Earlier this yr, two journalists from Nigeria, Kelechukwu Iruoma and Ruth Olurounbi, teamed as much as discover and doc the affect of oil contamination on communities within the Niger Delta the place tens of millions of barrels of oil had spilled a long time in the past.
Their investigation revealed that oil spills within the area of Ogoniland, residence to greater than 850,000 folks, continued to have damaging and harmful well being results on the Ogoni folks, a number of the oldest settlers within the space who depend on farming and fishing for his or her livelihoods.
At the moment, their work has led to a dedication by authorities to offer protected ingesting water to the townships affected by oil contamination – which research have beforehand linked to most cancers, childhood malnutrition and low fertility – ensuing within the poisoning of their water.
The journalists visited 4 communities the place wells had been contaminated with benzene, a recognized carcinogen at ranges over 900 occasions above the World Well being Group (WHO) guideline. They engaged native leaders to enlist 50 non-smoking, non-alcohol-drinking residents to present blood samples, which the reporters delivered to a lab in Lagos for analysis. Lab testing performed by well being professionals working with Iruoma and Olurounbi reported that greater than half of the residents who gave blood samples had dangerously excessive ranges of an enzyme that may be a marker for liver harm.
Whereas the land and water important to the assist techniques of those that stay there are contaminated by the oil spills, transferring elsewhere shouldn’t be an choice for a lot of. “In our tradition, land is essential to us. And, if you’re left a bit of land […] you’re left one thing very pricey. You’re left a legacy and also you don’t transfer away from that,” says Olurounbi. “However yearly harvesting there’s much less and fewer to reap as a result of the land won’t reproduce.”

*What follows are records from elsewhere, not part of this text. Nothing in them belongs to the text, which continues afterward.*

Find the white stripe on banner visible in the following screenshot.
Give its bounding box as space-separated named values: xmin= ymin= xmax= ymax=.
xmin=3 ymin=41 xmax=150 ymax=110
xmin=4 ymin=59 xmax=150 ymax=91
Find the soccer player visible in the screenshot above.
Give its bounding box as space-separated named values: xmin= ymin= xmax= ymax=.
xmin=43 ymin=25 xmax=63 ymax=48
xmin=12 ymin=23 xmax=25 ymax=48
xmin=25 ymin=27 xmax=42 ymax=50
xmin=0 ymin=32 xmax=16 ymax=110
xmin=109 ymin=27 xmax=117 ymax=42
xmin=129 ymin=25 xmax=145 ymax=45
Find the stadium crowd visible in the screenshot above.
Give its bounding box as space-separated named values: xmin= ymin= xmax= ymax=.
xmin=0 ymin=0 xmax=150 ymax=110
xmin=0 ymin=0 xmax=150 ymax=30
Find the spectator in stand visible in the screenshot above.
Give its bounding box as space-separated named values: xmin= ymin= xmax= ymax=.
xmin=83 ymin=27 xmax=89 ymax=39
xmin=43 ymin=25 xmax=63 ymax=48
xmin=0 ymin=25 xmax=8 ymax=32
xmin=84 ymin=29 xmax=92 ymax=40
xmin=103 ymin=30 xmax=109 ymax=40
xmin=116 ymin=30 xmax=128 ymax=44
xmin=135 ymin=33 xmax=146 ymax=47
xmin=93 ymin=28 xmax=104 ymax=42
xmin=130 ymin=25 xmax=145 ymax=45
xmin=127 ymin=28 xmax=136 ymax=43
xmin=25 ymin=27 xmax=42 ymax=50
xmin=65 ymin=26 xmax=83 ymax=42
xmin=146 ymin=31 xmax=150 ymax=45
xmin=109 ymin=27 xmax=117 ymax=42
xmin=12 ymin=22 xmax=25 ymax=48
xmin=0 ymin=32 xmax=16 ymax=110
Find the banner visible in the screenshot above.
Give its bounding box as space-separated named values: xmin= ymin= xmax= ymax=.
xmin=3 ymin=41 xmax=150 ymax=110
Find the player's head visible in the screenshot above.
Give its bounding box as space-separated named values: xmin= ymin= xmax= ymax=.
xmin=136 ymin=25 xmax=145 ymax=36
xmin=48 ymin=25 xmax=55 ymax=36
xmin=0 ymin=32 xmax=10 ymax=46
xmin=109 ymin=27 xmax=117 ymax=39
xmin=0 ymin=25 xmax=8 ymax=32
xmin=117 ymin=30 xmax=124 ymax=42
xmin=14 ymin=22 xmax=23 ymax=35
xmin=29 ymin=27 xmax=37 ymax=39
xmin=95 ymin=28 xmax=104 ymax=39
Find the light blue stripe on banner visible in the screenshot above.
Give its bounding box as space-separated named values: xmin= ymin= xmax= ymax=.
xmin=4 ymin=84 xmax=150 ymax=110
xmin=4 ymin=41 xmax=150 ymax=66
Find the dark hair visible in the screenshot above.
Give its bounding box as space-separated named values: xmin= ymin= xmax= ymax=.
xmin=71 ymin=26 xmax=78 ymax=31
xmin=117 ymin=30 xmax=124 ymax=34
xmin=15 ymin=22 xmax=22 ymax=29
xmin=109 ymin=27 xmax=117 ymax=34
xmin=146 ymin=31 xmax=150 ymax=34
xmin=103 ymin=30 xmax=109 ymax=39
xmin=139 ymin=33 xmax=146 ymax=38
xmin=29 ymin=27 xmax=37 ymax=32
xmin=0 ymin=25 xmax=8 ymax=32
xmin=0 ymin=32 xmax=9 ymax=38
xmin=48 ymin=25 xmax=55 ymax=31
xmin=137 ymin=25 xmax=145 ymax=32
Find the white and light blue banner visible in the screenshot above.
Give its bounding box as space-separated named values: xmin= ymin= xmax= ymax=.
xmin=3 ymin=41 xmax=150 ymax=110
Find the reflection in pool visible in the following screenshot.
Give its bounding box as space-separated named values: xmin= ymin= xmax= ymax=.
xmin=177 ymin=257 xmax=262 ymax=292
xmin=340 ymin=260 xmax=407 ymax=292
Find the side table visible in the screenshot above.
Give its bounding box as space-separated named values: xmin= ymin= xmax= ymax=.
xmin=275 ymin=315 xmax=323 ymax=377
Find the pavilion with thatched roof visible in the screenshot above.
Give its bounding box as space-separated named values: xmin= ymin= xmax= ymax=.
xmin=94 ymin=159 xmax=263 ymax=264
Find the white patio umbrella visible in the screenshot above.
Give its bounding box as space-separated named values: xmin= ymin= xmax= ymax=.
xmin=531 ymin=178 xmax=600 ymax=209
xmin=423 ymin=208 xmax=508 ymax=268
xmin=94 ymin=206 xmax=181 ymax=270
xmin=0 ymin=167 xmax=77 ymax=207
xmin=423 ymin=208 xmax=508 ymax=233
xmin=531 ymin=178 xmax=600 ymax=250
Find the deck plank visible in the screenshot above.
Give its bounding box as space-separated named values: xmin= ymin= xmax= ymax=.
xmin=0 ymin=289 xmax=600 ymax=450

This is the reason restoration of the realm is essential to the lives of those that name Ogoniland residence. Nonetheless, authorities’s promise to hire contractors to offer potable water has come practically a decade after a United Nations Setting Programme (UNEP) report known as on the Nigerian authorities and oil firms to share the price of intensive restoration of the realm.
“The velocity of the clean-up has been so gradual that the specified outcomes won’t be achieved,” an environmental scientist and Ogoniland resident advised Iruoma and Olurounbi. “That is what the folks have been residing with all by their lives. That is suicide.”
Restoration is significant to supporting the betterment of public well being within the area which has been devastated by a number of oil spills.
Of their investigation, the 2 journalists leveraged applied sciences akin to drones to indicate the extent of environmental wreckage within the space, and interviewed residents, leaders and native scientists. Olurounbi and Iruoma obtained an ICFJ Alumni Reporting Grant which included $7,500 plus hands-on coaching in utilizing drones, capturing nonetheless and video pictures of the contaminated areas, and creating infographics. The funds from the grant had been used to pay for the blood assessments and journey to the area.
“We now have photos and movies that present the contaminated soil and rivers. Rivers the place folks fish or the place they go to take water, even now,” Iruoma says. “We used the drone photographs and video to indicate clearly how the oil spill affected the livelihood of the folks.”
Backed by Microsoft’s Information Labs, the grants had been created to assist information journalism and immersive storytelling in ways in which promote transparency and understanding.
Purposes had been open to alumni of earlier ICFJ packages. Iruoma participated in ICFJ’s Reporting Fellowship on Migration and Local weather for Nigerian Journalists in 2017. Olurounbi is a member of the Nigerian chapter of WanaData, a community of feminine journalists developed by ICFJ and Code for Africa that’s driving digital storytelling throughout the continent.
This story has been shortlisted within the Excellence in Environmental Journalism class of the Fetisov Journalism awards, probably the most profitable journalism awards in historical past. The profitable record will likely be chosen by December 1, 2020.